América Latina es el área en desarrollo con mayor tasa de urbanización del planeta. La tendencia estimada por la Organización de las Naciones Unidas indica que, en 2050, el 90 % de su población habitará en megaciudades (áreas metropolitanas de más de 10 millones de personas), que se han convertido en los puntos focales del desarrollo latinoamericano.

Frente a esta creciente urbanización, se hace imperativo planificar las ciudades, logrando que estas sean cada vez más sustentables, inclusivas y tecnológicas. Las Smart Cities en Latinoamérica apuestan por varias áreas de desarrollo: sostenibilidad medioambiental, transporte, empleo, seguridad y competitividad. En base a un informe de Markets&Markets, se espera que el tamaño del mercado de las ciudades inteligentes aumente de USD 308,0 mil millones en 2018 a USD 717,2 mil millones para 2023, a una tasa de crecimiento anual compuesta (CAGR) de 18.4% durante ese período.

La disponibilidad creciente de dispositivos con capacidad 5G también benefició a los clientes y a la industria, ya que el 69% de los proveedores de servicio impulsados por la calidad lanzaron smartphones 5G comerciales para sus redes, según el informe Ericsson Mobility November 2020 Report.

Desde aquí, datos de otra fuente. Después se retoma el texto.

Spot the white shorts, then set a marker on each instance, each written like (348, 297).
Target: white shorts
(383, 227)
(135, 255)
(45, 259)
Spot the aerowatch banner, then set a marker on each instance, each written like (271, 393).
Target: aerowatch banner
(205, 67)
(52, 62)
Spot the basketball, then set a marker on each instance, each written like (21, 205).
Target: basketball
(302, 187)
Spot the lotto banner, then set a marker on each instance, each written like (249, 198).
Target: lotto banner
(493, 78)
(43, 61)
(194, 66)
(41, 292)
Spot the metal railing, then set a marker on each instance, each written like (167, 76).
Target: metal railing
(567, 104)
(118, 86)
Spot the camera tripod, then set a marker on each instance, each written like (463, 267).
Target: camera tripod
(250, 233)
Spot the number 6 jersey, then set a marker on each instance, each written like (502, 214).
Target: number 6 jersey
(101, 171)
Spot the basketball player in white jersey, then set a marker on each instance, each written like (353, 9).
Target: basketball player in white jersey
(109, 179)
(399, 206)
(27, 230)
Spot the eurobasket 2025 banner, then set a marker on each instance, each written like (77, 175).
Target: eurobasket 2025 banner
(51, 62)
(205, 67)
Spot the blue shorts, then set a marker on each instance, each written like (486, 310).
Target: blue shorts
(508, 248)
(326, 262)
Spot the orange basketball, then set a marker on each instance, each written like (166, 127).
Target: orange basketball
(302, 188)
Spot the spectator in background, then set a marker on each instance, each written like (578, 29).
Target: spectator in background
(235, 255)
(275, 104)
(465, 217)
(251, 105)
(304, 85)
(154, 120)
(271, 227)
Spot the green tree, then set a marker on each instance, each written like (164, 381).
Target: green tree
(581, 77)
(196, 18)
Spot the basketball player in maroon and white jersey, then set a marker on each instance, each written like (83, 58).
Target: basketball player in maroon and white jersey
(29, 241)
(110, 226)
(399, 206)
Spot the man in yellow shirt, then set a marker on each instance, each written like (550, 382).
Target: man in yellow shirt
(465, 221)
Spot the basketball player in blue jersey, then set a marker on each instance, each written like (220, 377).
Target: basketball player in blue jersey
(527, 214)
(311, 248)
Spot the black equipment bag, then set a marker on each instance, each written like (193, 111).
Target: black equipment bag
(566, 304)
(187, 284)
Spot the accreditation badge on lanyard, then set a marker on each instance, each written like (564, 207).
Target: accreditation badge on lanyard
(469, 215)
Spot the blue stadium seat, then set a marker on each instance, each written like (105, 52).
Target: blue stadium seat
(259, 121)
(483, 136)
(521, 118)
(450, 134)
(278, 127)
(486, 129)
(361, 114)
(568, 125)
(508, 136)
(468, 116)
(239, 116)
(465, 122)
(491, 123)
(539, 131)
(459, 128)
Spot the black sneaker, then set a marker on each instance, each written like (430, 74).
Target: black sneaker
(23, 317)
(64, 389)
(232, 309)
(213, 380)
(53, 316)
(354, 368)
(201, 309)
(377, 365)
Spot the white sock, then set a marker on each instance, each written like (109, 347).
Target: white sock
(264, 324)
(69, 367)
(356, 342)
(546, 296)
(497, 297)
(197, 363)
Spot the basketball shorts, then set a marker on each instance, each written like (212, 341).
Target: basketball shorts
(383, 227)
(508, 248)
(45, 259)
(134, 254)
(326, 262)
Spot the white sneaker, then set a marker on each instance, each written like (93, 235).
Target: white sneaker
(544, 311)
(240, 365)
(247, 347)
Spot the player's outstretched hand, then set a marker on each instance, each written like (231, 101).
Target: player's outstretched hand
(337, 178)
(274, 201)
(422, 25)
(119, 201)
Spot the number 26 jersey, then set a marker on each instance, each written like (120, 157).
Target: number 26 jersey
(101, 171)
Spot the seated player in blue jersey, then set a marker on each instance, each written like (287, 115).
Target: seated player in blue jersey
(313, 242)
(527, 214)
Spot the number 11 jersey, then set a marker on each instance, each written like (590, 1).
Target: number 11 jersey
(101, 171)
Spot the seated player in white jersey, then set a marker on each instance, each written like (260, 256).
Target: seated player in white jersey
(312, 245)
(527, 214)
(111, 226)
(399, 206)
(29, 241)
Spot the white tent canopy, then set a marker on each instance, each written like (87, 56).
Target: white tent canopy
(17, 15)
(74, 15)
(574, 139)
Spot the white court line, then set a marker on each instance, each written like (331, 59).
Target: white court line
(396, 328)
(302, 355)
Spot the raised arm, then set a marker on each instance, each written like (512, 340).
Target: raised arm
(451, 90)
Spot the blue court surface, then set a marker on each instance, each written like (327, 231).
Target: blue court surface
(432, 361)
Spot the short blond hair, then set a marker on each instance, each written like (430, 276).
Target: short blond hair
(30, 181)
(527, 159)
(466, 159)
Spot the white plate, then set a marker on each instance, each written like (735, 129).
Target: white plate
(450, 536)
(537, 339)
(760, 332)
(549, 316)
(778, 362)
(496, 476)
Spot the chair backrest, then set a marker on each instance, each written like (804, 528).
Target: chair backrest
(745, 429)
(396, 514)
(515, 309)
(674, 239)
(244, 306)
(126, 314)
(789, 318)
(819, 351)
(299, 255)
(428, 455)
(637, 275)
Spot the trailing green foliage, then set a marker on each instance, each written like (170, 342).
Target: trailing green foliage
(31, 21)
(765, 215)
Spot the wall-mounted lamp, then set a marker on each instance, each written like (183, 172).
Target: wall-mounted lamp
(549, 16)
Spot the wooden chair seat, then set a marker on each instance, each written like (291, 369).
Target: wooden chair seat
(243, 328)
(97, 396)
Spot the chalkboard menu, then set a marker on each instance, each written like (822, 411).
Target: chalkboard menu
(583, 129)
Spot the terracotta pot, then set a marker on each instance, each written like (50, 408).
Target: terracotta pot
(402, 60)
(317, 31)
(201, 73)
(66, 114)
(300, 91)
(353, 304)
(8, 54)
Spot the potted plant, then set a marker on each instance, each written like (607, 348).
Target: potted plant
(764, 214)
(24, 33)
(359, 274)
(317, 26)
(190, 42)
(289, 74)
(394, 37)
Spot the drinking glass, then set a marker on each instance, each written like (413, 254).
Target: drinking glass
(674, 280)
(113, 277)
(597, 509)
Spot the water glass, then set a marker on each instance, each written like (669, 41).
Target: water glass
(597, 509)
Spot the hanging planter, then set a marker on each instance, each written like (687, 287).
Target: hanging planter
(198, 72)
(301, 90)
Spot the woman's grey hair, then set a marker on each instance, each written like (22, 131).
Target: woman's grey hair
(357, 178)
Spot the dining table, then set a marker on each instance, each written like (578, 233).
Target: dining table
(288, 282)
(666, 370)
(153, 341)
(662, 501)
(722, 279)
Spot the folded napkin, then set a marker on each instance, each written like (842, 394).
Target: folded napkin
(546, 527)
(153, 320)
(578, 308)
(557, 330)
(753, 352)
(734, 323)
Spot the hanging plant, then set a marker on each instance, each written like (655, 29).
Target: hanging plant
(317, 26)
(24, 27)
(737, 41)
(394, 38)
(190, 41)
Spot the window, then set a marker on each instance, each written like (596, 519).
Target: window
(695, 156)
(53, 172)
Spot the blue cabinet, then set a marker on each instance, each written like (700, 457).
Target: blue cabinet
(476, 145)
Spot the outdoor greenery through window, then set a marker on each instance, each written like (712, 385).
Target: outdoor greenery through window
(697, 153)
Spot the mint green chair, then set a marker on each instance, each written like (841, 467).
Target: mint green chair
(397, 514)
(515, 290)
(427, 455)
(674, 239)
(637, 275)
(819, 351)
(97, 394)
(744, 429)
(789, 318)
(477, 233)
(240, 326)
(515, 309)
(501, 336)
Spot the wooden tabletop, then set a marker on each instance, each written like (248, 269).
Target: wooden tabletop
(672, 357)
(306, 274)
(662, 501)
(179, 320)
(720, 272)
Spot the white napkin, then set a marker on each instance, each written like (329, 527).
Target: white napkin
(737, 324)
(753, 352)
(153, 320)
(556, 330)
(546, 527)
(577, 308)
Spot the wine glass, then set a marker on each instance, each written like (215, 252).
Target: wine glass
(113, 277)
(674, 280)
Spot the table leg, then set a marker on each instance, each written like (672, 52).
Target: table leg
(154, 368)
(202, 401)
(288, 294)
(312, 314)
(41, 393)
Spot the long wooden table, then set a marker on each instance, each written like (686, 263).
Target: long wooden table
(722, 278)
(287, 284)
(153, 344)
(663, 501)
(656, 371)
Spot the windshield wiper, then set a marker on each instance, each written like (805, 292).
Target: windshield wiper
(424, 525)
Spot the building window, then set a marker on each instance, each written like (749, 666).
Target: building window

Además de la 5G, LTE de 4G también está exhibiendo un crecimiento saludable, superando las proyecciones de fin de año que lo ubicaban en 5.730 millones para alcanzar 5.800 millones al término del T3 2020. De esas proyecciones, 506 millones de conexiones LTE de 4G llegarán de América del Norte y 406 millones vendrán de América Latina y el Caribe.

En cuanto a las cifras regionales, América del Norte tenía 3,4 millones de conexiones 5G y más de 500 millones de conexiones LTE al cierre del T3 2020. Para la región, esto representa el 47% de crecimiento trimestral en 5G, un aumento de más de 1 millón de conexiones de 5G a lo largo del trimestre. También significa un crecimiento del 3% de LTE, una ganancia de 14 millones de conexiones LTE a lo largo del trimestre, a medida que LTE continúa extendiendo su larga estela de crecimiento.

En los albores de la 5G en América Latina y el Caribe, la región vio el aumento de 1.189 suscripciones nuevas a 5G en el trimestre, dando un total de 4.874, lo que representa el 32% de crecimiento secuencial trimestral. Para el fin de 2020, Omdia proyectaba que América Latina y el Caribe representaría 184.000 conexiones adicionales a 5G. Sin embargo, la 5G tuvo un inicio más lento que el previsto en América Latina, y es probable que las suscripciones no alcancen a cumplir dicha proyección. En contraste con ello, LTE continuó creciendo fuertemente, para finalizar el T3 2020 con 391 millones de suscripciones LTE (4% de crecimiento respecto del trimestre previo).